Where this points next

The Service fixed the churn problem: a stable VIP over a live, self-healing endpoint set, with no NAT thanks to the flat network beneath it. But it left two new gaps. First, a ClusterIP like 10.96.0.10 is stable yet still an opaque number — hardcoding it is only marginally better than hardcoding a Pod IP, and it does not survive recreating the Service. Workloads should discover each other by name. Second, the only built-in way to expose many Services to the outside world is a LoadBalancer per Service — one cloud LB, one external IP, one bill, each — with no shared hostname, path routing, or TLS termination. External users need a single, named, L7 front door. Lesson 07, DNS, Ingress & the Front Door, gives Services names with CoreDNS and puts one L7 reverse proxy at the edge (Ingress / the Gateway API) so many Services share one external entry point with host/path routing and TLS.

Takeaway
Rolling Deployments make Pod IPs ephemeral, so a client can never hold one; and Pods on different nodes have no composable shared network.

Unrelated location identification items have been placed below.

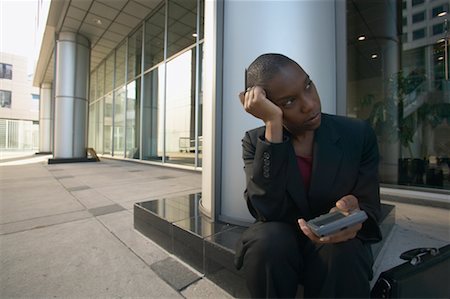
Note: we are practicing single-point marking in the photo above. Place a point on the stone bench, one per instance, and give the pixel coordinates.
(177, 225)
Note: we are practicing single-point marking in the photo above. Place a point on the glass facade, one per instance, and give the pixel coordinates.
(146, 102)
(398, 82)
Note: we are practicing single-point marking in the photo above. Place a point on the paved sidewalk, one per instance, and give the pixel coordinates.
(52, 245)
(66, 230)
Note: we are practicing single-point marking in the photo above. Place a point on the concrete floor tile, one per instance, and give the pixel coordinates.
(175, 273)
(79, 259)
(40, 222)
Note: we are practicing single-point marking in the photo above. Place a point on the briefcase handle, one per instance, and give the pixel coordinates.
(414, 256)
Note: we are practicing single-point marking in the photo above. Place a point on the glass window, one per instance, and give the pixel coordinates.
(133, 118)
(417, 2)
(419, 33)
(202, 19)
(180, 109)
(120, 65)
(5, 98)
(438, 29)
(92, 131)
(99, 126)
(109, 73)
(154, 38)
(119, 122)
(419, 17)
(153, 115)
(182, 25)
(100, 80)
(134, 54)
(93, 86)
(439, 9)
(404, 94)
(96, 126)
(108, 124)
(200, 108)
(5, 71)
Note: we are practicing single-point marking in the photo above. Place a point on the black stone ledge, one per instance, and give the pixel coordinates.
(177, 225)
(71, 160)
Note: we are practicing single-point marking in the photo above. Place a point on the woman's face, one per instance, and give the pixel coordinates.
(294, 92)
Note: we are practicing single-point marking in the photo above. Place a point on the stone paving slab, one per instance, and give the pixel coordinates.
(79, 259)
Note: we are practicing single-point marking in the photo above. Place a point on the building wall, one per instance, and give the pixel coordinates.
(19, 128)
(249, 31)
(23, 107)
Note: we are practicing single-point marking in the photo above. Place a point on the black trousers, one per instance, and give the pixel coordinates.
(276, 257)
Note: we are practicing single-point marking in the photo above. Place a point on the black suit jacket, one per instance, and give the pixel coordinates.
(345, 161)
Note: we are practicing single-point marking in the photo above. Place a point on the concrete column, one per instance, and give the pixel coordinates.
(71, 96)
(306, 34)
(45, 119)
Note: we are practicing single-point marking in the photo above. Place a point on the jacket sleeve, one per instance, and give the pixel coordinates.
(265, 167)
(367, 188)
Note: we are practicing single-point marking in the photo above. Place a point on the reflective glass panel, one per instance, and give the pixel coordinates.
(153, 115)
(109, 73)
(91, 135)
(401, 87)
(154, 38)
(120, 65)
(182, 25)
(134, 54)
(180, 109)
(119, 122)
(200, 108)
(133, 118)
(107, 124)
(100, 80)
(93, 86)
(99, 126)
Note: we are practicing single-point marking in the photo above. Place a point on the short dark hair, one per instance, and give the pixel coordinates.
(265, 67)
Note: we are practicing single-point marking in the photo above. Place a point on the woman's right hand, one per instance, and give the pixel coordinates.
(256, 103)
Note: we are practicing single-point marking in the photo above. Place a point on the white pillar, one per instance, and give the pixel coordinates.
(302, 30)
(45, 118)
(71, 95)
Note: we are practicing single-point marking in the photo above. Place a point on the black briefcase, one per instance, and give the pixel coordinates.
(426, 274)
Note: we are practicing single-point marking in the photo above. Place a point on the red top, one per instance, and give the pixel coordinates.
(305, 166)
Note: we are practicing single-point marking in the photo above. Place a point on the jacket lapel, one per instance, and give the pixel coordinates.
(326, 161)
(295, 185)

Kubernetes answers in two layers. The network model demands every Pod get its own cluster-routable IP and that any Pod reach any Pod with no NAT — a flat fabric the CNI plugin implements via an overlay (VXLAN, encapsulate node-to-node) or a routed approach (BGP, native routes). On top of that, the Service gives a stable virtual IP — the ClusterIP — over the live, label-selected set of Pod IPs recorded in the EndpointSlice, and kube-proxy programs every node's kernel (iptables or IPVS) to rewrite a packet sent to the VIP onto a live endpoint. The VIP is virtual: no process listens on it; it is a load-balancing rule, which is why it is stable and free. Types layer outward — ClusterIP (internal), NodePort (per-node port), LoadBalancer (a cloud LB each, the cost that forces lesson 07), and headless (DNS straight to Pods). The selector is the same label query from lesson 04, and readiness (lesson 11) gates membership — so the moving set churns underneath while the one address out front never moves.